演讲人: 金滢 [宾夕法尼亚大学]
时间: 10:30-12:00, Jul 24, 2025 (Thu)
地点:RM 1-222, FIT Building
内容:
Conformal prediction is a distribution-free uncertainty quantification framework for assessing the reliability of black-box AI models. Standard conformal prediction provides on-average (marginal) guarantees which, despite being useful, can be insufficient in decision-making processes that usually come with a selective nature.
In this talk, I introduce a conformal selection framework that offers selective inference capabilities for conformal prediction. We focus on applications where predictions from black-box models are used to shortlist unlabeled test samples whose unobserved outcomes satisfy a desired property. Starting from a pool of unlabeled test instances and a labeled calibration set, we compute p-values for testing each candidate’s outcome. Applying the Benjamini–Hochberg procedure yields a data-driven cutoff that selects only those candidates whose conformal p-values fall below the threshold. We show that this procedure provides distribution-free control of the false discovery rate (FDR) in finite-sample.

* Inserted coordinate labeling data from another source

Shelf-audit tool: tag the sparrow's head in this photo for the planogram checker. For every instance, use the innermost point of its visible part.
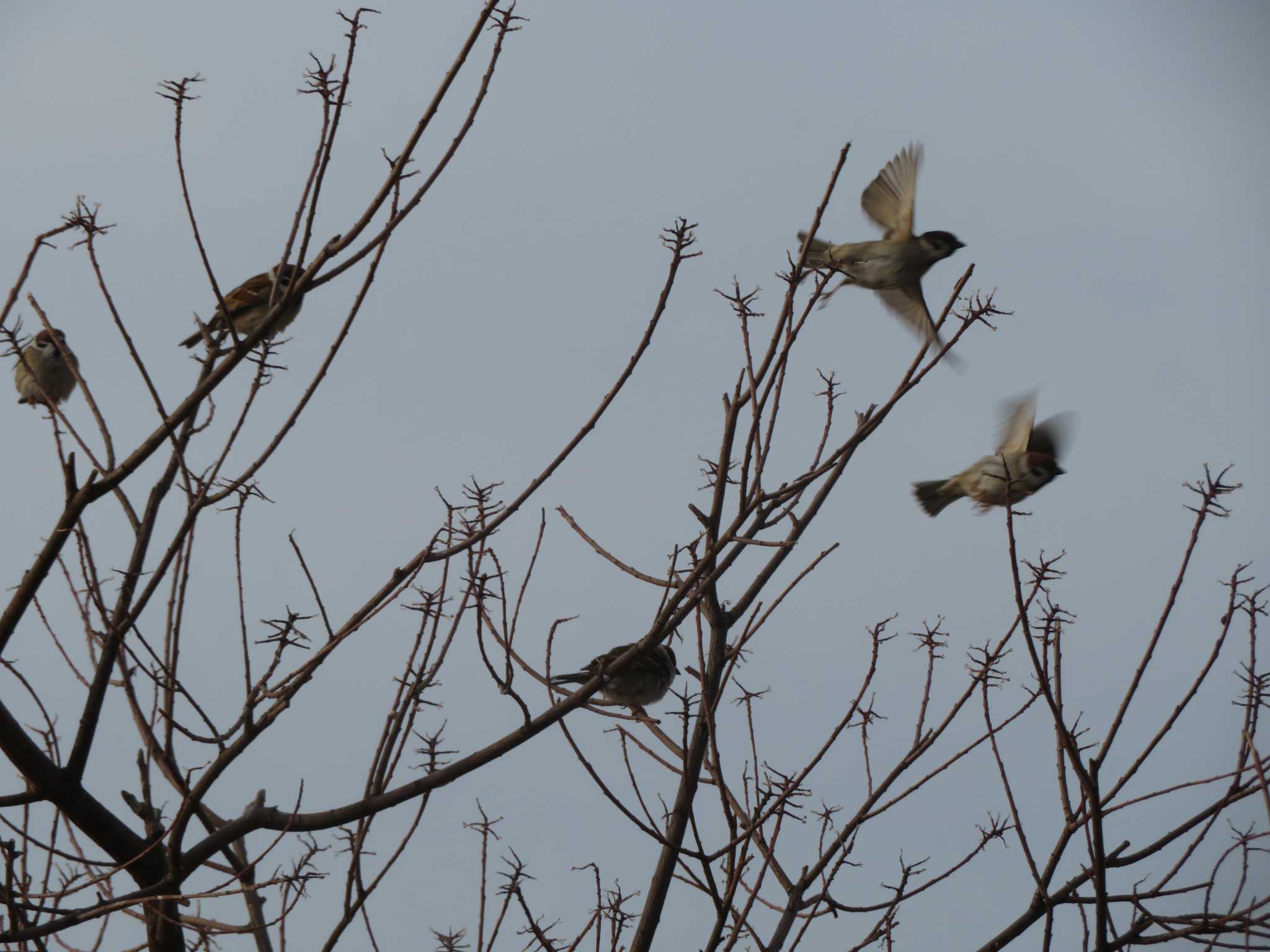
(940, 244)
(43, 342)
(287, 273)
(1044, 466)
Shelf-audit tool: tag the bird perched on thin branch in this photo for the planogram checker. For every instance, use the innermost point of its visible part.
(249, 305)
(892, 267)
(1028, 454)
(642, 682)
(47, 364)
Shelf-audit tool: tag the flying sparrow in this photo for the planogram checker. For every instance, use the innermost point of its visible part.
(1029, 454)
(894, 266)
(642, 682)
(249, 304)
(48, 364)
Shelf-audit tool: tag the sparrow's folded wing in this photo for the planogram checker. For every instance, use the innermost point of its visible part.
(1052, 434)
(890, 197)
(1016, 430)
(252, 293)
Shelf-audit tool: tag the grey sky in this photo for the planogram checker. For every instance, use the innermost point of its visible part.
(1103, 164)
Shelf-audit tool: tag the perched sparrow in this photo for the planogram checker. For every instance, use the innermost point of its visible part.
(1029, 452)
(48, 367)
(642, 682)
(894, 266)
(249, 304)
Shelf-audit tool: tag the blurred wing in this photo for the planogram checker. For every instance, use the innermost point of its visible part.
(1016, 430)
(1052, 436)
(890, 197)
(910, 306)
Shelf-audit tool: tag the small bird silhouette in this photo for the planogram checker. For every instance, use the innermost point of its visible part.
(48, 364)
(893, 266)
(249, 305)
(1026, 456)
(642, 682)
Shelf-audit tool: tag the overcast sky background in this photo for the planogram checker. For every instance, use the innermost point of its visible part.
(1104, 167)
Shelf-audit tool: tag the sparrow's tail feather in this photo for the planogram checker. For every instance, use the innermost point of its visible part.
(935, 495)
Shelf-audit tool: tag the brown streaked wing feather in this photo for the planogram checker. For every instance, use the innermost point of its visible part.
(1016, 430)
(890, 198)
(251, 293)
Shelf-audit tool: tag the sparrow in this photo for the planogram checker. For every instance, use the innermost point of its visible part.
(249, 304)
(642, 682)
(1030, 455)
(894, 266)
(48, 364)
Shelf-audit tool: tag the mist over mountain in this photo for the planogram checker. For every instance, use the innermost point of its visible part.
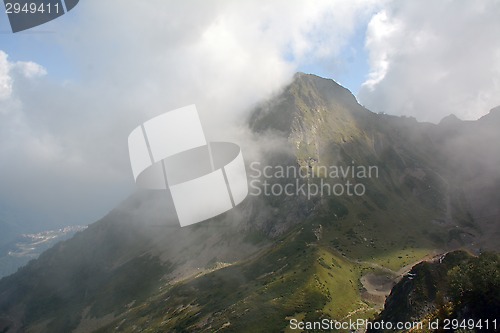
(276, 257)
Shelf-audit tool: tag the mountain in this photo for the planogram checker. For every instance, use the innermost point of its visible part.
(396, 192)
(453, 286)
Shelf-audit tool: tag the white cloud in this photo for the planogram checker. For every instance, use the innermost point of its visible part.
(430, 59)
(65, 146)
(30, 69)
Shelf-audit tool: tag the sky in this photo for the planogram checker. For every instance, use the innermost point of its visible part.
(73, 89)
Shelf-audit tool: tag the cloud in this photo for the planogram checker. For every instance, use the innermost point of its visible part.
(64, 144)
(431, 59)
(5, 79)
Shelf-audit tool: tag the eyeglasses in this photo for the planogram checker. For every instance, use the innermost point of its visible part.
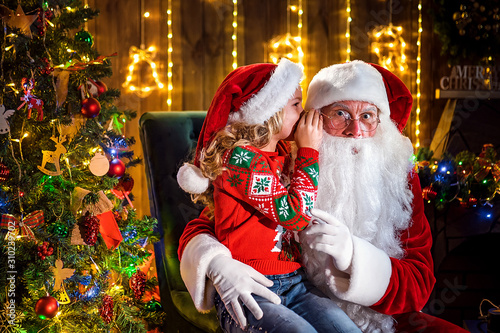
(341, 119)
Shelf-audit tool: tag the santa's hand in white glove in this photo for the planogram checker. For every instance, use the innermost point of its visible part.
(235, 283)
(328, 235)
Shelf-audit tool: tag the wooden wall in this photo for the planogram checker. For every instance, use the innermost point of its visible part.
(202, 49)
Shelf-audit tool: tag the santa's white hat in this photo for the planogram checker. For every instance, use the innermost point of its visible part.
(250, 94)
(360, 81)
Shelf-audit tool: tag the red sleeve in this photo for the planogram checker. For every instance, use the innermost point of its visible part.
(250, 177)
(201, 225)
(412, 277)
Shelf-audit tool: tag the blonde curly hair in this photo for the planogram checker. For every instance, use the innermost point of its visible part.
(230, 137)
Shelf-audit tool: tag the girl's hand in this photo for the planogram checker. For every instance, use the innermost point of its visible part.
(309, 131)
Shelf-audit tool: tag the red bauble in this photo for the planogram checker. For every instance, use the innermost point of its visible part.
(138, 283)
(4, 172)
(106, 309)
(101, 87)
(46, 307)
(116, 168)
(91, 107)
(125, 184)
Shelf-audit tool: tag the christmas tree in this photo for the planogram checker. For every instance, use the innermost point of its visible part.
(72, 245)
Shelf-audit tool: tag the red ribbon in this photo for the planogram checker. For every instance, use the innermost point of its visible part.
(32, 220)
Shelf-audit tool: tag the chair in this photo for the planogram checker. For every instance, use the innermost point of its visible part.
(167, 139)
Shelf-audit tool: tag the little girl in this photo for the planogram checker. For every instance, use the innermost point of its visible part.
(236, 173)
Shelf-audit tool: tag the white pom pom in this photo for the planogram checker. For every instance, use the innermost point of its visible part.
(191, 180)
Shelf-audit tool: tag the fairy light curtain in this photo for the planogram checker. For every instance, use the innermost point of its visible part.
(141, 60)
(287, 45)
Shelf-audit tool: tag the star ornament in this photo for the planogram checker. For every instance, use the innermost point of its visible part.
(21, 21)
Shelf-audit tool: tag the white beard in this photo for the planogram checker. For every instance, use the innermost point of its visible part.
(364, 184)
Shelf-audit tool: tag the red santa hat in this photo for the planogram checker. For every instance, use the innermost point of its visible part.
(250, 94)
(360, 81)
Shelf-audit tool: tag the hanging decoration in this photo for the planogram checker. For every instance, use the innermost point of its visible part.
(24, 225)
(138, 283)
(348, 31)
(4, 123)
(389, 46)
(140, 58)
(53, 157)
(99, 165)
(44, 250)
(287, 45)
(60, 274)
(234, 36)
(84, 36)
(106, 309)
(470, 179)
(20, 20)
(419, 71)
(30, 100)
(46, 307)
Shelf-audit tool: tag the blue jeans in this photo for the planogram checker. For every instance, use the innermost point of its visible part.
(304, 308)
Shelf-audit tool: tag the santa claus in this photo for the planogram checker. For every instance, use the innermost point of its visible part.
(369, 247)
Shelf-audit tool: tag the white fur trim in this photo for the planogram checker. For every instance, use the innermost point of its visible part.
(194, 264)
(272, 97)
(191, 179)
(351, 81)
(371, 272)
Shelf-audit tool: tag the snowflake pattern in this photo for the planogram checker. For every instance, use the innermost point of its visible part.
(262, 208)
(283, 210)
(240, 157)
(235, 180)
(261, 184)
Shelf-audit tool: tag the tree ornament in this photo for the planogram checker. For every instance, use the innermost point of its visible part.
(21, 21)
(46, 307)
(116, 168)
(123, 188)
(4, 124)
(59, 229)
(153, 306)
(53, 157)
(90, 107)
(45, 250)
(4, 172)
(84, 36)
(60, 274)
(138, 283)
(30, 100)
(106, 309)
(91, 229)
(99, 165)
(101, 87)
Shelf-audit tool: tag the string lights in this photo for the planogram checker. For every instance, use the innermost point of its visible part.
(389, 45)
(234, 36)
(348, 31)
(142, 88)
(288, 46)
(419, 70)
(169, 57)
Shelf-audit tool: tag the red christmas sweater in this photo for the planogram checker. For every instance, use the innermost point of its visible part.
(255, 214)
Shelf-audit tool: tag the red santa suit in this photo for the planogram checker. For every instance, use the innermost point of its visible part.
(385, 288)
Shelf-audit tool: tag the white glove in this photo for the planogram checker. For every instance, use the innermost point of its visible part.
(235, 282)
(328, 235)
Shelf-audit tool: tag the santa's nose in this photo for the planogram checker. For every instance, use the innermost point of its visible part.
(353, 129)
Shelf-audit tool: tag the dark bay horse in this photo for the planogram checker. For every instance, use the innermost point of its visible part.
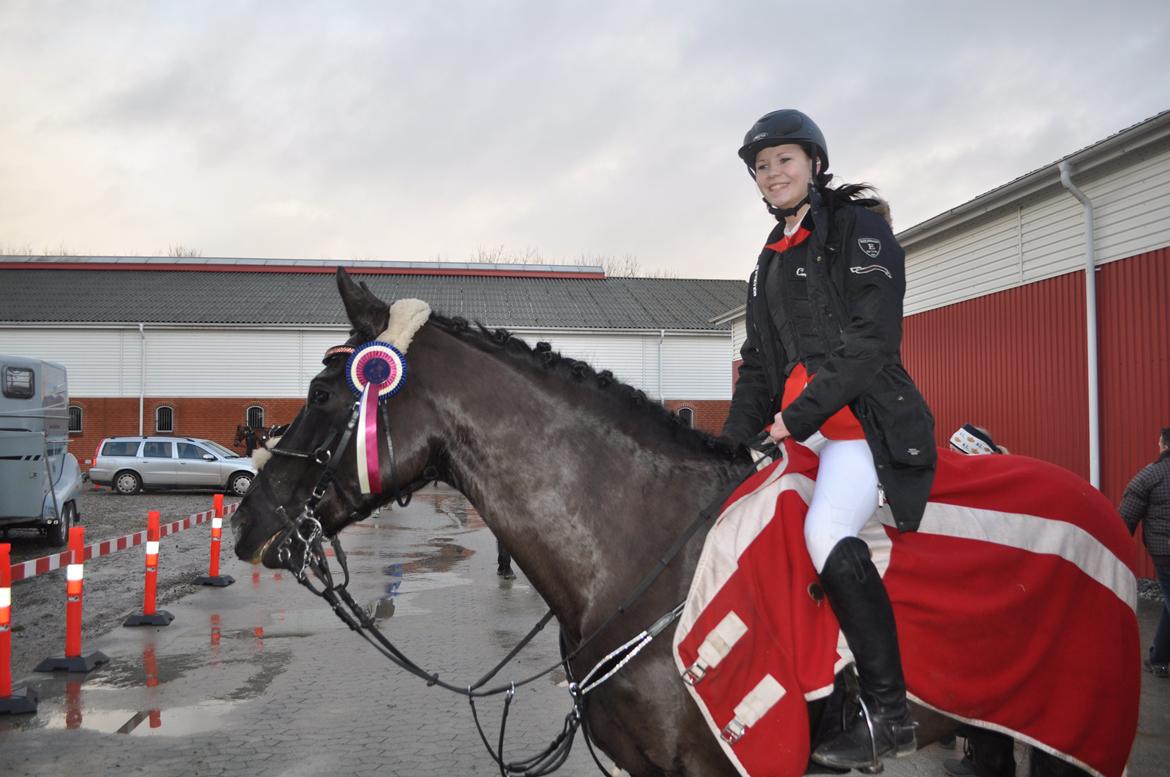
(584, 479)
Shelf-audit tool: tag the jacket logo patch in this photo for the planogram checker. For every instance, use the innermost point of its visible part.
(869, 246)
(872, 268)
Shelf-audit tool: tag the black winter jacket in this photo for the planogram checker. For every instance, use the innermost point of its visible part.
(855, 282)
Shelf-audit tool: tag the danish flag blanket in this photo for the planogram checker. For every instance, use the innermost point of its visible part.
(1014, 605)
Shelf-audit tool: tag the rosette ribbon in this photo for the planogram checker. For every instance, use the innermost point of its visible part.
(376, 372)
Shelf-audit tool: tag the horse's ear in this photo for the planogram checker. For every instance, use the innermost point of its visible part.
(367, 314)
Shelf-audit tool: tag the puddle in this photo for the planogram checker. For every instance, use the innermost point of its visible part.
(174, 721)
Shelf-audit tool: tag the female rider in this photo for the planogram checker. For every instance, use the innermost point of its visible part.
(824, 331)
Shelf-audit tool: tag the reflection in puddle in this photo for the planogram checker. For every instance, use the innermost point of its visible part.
(174, 721)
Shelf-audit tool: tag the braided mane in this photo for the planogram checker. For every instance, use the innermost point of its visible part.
(542, 356)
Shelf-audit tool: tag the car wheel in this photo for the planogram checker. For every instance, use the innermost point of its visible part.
(59, 531)
(240, 483)
(128, 482)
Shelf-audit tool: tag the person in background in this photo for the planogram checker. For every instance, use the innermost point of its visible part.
(1147, 502)
(503, 562)
(985, 754)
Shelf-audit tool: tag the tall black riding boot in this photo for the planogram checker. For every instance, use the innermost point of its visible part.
(861, 605)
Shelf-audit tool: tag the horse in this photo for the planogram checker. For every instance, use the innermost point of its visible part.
(585, 479)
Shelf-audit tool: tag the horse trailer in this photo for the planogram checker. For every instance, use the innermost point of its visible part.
(40, 480)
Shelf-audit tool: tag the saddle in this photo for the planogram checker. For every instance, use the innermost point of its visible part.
(1016, 558)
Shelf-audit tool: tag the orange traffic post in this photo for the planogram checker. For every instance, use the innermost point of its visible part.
(213, 577)
(75, 573)
(150, 616)
(25, 700)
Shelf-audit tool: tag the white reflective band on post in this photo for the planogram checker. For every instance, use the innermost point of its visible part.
(754, 706)
(716, 647)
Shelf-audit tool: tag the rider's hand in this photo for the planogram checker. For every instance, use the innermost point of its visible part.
(778, 431)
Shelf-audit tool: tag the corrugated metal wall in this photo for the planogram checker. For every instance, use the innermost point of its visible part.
(1014, 362)
(1044, 236)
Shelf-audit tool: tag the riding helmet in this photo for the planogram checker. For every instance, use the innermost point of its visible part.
(785, 125)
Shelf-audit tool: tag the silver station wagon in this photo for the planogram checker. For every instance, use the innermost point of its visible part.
(135, 463)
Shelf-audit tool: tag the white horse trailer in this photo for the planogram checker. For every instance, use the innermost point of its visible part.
(40, 480)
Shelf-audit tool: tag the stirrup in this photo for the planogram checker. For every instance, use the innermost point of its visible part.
(875, 767)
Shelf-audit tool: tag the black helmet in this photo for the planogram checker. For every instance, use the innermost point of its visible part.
(785, 125)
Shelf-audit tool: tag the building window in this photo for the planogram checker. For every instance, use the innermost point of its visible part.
(164, 419)
(254, 417)
(75, 417)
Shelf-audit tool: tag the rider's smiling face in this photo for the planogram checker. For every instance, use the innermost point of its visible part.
(783, 173)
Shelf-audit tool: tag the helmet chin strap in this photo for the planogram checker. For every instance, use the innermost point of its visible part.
(783, 213)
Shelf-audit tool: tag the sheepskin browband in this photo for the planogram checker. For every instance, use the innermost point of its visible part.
(406, 317)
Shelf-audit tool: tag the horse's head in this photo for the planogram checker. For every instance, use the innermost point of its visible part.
(315, 463)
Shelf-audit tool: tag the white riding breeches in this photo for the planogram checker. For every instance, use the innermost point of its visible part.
(845, 495)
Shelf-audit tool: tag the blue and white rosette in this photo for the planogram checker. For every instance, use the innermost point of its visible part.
(376, 371)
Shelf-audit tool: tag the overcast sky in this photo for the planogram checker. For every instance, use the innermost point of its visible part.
(557, 130)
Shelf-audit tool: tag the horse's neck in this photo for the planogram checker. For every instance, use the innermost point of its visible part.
(579, 493)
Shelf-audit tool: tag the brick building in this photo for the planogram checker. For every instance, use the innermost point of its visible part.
(199, 346)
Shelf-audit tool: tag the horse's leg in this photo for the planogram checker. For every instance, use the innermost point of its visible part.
(1047, 765)
(647, 722)
(992, 753)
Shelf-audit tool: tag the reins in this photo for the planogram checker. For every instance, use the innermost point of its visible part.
(304, 536)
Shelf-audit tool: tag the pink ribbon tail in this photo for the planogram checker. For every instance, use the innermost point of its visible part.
(367, 452)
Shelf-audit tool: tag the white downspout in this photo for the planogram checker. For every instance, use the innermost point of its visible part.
(661, 342)
(1066, 178)
(142, 375)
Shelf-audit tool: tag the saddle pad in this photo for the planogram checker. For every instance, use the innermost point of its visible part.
(1014, 605)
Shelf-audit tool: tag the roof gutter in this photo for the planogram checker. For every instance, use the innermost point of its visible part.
(1128, 141)
(1091, 338)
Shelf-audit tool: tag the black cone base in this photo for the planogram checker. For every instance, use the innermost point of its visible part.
(21, 702)
(160, 618)
(73, 662)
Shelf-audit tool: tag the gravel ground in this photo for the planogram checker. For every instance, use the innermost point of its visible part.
(114, 583)
(107, 515)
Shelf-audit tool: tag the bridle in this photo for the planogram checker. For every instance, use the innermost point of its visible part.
(301, 550)
(305, 528)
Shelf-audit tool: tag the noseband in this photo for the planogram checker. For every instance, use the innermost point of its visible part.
(303, 534)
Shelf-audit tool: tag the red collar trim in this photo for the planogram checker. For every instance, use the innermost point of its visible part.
(789, 241)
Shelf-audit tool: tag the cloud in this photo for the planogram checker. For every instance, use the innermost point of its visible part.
(414, 130)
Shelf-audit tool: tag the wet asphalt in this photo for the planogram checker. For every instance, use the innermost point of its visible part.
(260, 678)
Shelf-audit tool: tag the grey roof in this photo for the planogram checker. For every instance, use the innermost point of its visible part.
(210, 296)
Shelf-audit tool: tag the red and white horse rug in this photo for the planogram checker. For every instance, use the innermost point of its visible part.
(1014, 605)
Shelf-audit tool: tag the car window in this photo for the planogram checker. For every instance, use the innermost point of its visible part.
(224, 452)
(121, 448)
(187, 451)
(156, 449)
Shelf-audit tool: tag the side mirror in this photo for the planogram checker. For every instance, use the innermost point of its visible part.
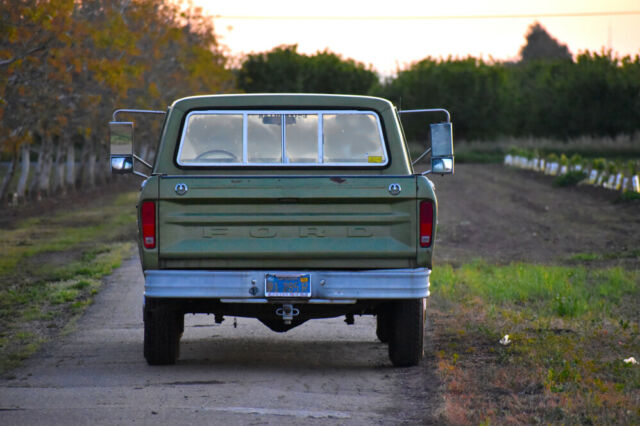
(121, 140)
(441, 148)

I will demonstrate how this approach can be used to (1) accelerate hit discovery in virtual screening for drug candidates, and (2) establish trustworthy filtering in large-language-model alignment. Finally, I will survey extensions to other selective-inference tasks, highlighting how selective conformal prediction can offer opportunities for trustworthy AI-driven decisions.
个人简介:
Ying Jin is currently an Assistant Professor in Statistics and Data Science at the Wharton School, University of Pennsylvania. Prior to that, she was a Wojcicki-Troper Postdoctoral Fellow at Harvard Data Science Initiative from 2024 to 2025, working with Professors José Zubizarreta and Marinka Zitnik at Harvard Medical School. She obtained her PhD in Statistics from Stanford University in 2024, advised by Professors Emmanuel Candès and Dominik Rothenhäusler. Her research centers around statistical uncertainty quantification for black-box AI models, generalizability, distributional robustness, causal inference, and their applications in biomedical discovery and human decisions.